Sound judgement a few days ago from John McCain.

It's interesting that the people screaming "The sky is falling" are the so-called "elites", while the average American seems quite indifferent to this nonsense.


Wall Street may be sick, but Main Street is doing just fine.

Don't think they can't bring the problem home to us if they don't get what they want. However, I say bring on the depression when faced with the alternative of ecconomic dictatorship.




Congresswoman Marcy Kaptur boldly slammed the bailout bill this past weekend as the work of criminal insiders who have shut down the normal legislative process to commit “high financial crimes” and defraud the American people, while Rep. Michael Burgess warns that “martial law” has been declared.

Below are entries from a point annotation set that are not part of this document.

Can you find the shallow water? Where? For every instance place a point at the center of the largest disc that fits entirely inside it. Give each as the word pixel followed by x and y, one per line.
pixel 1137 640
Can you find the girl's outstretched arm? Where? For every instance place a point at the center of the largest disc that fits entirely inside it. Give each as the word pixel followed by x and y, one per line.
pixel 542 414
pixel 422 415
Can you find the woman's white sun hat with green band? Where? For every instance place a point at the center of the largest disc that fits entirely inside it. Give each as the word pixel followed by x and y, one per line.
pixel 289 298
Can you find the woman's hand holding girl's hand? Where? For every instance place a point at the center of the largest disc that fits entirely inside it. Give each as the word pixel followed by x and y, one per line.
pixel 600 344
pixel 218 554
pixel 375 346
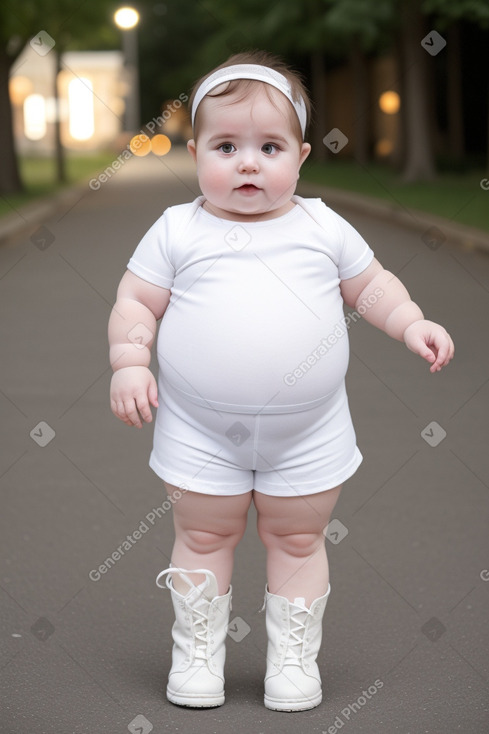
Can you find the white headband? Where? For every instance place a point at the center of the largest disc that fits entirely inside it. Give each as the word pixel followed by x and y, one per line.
pixel 257 73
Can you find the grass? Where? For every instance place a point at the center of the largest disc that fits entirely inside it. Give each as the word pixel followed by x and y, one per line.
pixel 458 197
pixel 39 177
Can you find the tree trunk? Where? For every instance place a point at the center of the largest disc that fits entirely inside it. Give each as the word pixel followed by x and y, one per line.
pixel 318 84
pixel 419 164
pixel 456 141
pixel 358 65
pixel 58 146
pixel 10 181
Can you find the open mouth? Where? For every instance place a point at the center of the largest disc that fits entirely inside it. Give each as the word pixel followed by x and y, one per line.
pixel 248 188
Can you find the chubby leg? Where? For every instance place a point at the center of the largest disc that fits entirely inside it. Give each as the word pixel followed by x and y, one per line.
pixel 207 530
pixel 291 528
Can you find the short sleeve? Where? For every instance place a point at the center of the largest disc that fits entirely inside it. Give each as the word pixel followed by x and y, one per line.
pixel 340 241
pixel 355 254
pixel 152 259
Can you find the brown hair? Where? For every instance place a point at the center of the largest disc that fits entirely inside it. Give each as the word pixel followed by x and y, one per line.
pixel 262 58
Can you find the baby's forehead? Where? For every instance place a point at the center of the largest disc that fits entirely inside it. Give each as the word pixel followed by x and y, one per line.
pixel 245 98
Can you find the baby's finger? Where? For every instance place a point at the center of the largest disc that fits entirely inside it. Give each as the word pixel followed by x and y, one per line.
pixel 444 354
pixel 131 413
pixel 143 408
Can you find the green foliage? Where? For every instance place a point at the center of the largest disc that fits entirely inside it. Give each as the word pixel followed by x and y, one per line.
pixel 81 25
pixel 449 11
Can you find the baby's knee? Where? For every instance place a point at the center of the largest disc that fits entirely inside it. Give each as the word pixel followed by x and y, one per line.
pixel 294 544
pixel 204 541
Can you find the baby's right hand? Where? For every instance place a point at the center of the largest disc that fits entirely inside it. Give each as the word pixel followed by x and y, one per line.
pixel 132 391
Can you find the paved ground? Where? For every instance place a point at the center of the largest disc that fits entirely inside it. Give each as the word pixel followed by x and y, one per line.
pixel 405 633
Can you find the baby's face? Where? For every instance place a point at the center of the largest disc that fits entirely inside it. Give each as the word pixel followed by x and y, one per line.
pixel 248 156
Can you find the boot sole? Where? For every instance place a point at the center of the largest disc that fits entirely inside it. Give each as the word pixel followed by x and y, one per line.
pixel 302 705
pixel 195 701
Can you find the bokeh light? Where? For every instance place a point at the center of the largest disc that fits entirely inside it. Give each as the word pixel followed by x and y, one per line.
pixel 126 18
pixel 390 102
pixel 140 145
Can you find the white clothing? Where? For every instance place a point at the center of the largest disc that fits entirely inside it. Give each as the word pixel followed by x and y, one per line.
pixel 255 323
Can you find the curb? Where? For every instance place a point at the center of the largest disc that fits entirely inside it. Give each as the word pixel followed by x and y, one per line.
pixel 433 229
pixel 27 218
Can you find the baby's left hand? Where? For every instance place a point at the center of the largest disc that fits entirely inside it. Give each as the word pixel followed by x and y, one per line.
pixel 431 341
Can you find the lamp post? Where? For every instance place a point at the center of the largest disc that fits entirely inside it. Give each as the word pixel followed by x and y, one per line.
pixel 127 19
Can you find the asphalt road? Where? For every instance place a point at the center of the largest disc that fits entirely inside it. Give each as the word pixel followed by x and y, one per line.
pixel 405 631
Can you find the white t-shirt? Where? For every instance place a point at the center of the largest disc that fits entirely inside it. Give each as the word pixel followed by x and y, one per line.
pixel 255 321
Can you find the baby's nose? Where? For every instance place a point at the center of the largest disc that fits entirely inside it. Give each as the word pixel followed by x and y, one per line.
pixel 248 163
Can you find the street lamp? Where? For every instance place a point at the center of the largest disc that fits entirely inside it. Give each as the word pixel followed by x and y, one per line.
pixel 127 20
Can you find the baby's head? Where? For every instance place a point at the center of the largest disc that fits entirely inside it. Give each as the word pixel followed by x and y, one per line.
pixel 239 88
pixel 249 118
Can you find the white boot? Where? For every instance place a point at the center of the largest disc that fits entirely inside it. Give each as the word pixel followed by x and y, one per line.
pixel 199 633
pixel 292 681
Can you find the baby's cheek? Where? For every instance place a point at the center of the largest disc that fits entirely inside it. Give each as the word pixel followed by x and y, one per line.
pixel 214 180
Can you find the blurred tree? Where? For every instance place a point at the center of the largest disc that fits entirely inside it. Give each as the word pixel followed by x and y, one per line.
pixel 170 35
pixel 419 160
pixel 311 35
pixel 85 25
pixel 448 15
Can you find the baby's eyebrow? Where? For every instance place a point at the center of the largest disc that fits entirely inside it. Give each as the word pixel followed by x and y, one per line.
pixel 233 136
pixel 222 136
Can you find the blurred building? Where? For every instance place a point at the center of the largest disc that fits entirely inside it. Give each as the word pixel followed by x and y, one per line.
pixel 91 92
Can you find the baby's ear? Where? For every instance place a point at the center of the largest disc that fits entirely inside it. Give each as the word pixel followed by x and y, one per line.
pixel 192 149
pixel 305 150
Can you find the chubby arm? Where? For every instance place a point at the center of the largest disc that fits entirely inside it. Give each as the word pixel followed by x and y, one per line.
pixel 132 329
pixel 384 302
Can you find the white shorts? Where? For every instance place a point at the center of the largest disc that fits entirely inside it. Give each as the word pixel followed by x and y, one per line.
pixel 285 455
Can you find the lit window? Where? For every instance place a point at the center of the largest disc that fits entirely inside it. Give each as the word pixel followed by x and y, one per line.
pixel 34 117
pixel 390 102
pixel 80 103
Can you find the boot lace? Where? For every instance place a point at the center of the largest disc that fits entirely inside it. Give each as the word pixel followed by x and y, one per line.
pixel 295 643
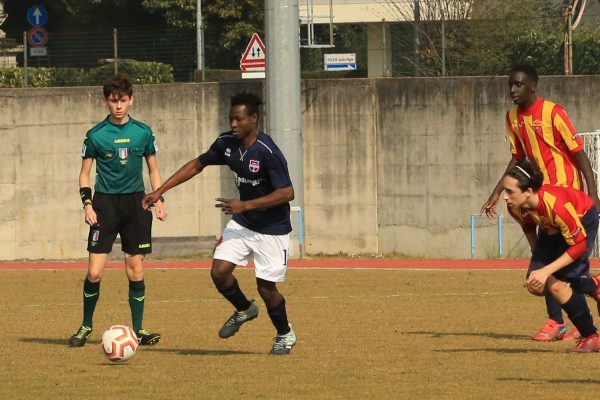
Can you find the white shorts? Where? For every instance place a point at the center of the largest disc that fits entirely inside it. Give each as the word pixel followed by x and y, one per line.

The two Congress members are part of a growing minority of representatives sounding the alarm about the dictatorial nature of the bailout bill, which is expected to be up for a vote in the House today, with most in Congress having not had the opportunity to even read the legislation.

The bill is expected to reach the Senate on Wednesday as a raft of outraged politicians cry foul about being strong-armed and accused of being unpatriotic for opposing the carte-blanche passage of a piece of legislation that fundamentally centralizes control of the financial infrastructure of the country into the hands of the government and the Federal Reserve.

“We are Constitutionally sworn to protect and defend this Republic against all enemies foreign and domestic. And my friends there are enemies,” Kaptur told the House floor.

“The people pushing this deal are the very ones who are responsible for the implosion on Wall Street. They were fraudulent then and they are fraudulent now.”




“My message to the American people don’t let Congress seal this deal. High financial crimes have been committed,” added the Democrat from Ohio.

“The normal legislative process has been shelved. Only a few insiders are doing the dealing, sounds like insider trading to me. These criminals have so much political power than can shut down the normal legislative process of the highest law making body of this land,” Kaptur concluded.

Elsewhere, Rep. Michael Burgess (R-TX) said that the only information he had received about the bailout was what talking points to use on the American people and that he had been thrown out of meetings for not blindly supporting the bill.

Ominously, Burgess also comments, “Mr. Speaker I understand we are under Martial Law as declared by the speaker last night.”

Absent any proper hearings concerning the legislation, Burgess called for the legislation to at least be posted on the Internet for 24 hours so that the American people could “see what we have done in the dark of night.”